18.1 Increasingly, researchers are compiling collections of genetic samples and information to aid studies into the causes of disease, drug reactions, and the interaction between genetic status and the environment. The importance of human genetic databases has come in part as a result of developments in the field known as ‘bioinformatics’. Bioinformatics combines computer science, biology and mathematics to produce tools that enable the storage and analysis of large quantities of biological information. The advent of this science has lent new value to large collections of genetic material and information, allowing researchers to perform studies on a scale impossible previously.
18.2 This chapter is concerned with the collection, use, storage, disclosure and transfer of genetic samples and information that have been collected primarily for use in research and are held in collections by hospitals, public and private research organisations, and in the archives of pathology laboratories.
18.3 Other collections of genetic samples and information exist, which can be used in research, although they were not created primarily for that purpose. These include pathology collections, banked tissue, newborn screening cards, and other collections, such as those maintained as part of a population screening program.
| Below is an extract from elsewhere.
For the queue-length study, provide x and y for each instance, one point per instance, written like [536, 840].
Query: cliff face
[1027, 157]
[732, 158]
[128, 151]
Collections of this kind may have great value for research because they include samples taken over a long period of time, or from a unique class of patients. These databases are examined in Chapter 19.
18.4 This chapter begins by explaining the terms ‘human genetic database’ and ‘human genetic research database’ and describes (with reference to Australian and overseas examples) how these databases are formed and how they are used in research.
18.5 The chapter then examines aspects of the existing regulatory framework that applies to the operation of human genetic research databases. As with other aspects of research involving humans, the relevant regulatory framework centres on the National Health and Medical Research Council’s (NHMRC) National Statement on Ethical Conduct in Research Involving Humans (the National Statement) and on statutory restrictions on dealing with personal information under the Privacy Act 1988 (Cth) (Privacy Act) and similar state and territory legislation.
18.6 The Inquiry has concluded that new regulation of human genetic research databases is necessary. The Inquiry has taken a ‘light-touch’ approach, recommending the inclusion of new provisions in the National Statement to provide ethical guidance on the operation and use of human genetic research databases. The Inquiry also recommends the introduction of a registration system, administered and overseen by the NHMRC, and the use of a gene trustee to protect the privacy of samples and information held in databases, where appropriate. In addition, the Inquiry is of the view that policies should be developed to control the use and disclosure of genetic samples and information held in human genetic research databases for other purposes, including law enforcement.
 K Dearne, ‘Biotech Industry Booming’, The Australian, 14 May 2002, 3.
 Human genetic databases created for law enforcement and forensic purposes are discussed in Part J.
 National Health and Medical Research Council, National Statement on Ethical Conduct in Research Involving Humans (1999), NHMRC, Canberra.
 And related guidelines: National Health and Medical Research Council, Guidelines Under Section 95 of the Privacy Act 1988 (2000), NHMRC, Canberra; National Health and Medical Research Council, Guidelines Approved Under Section 95A of the Privacy Act 1988 (2001) National Health and Medical Research Council.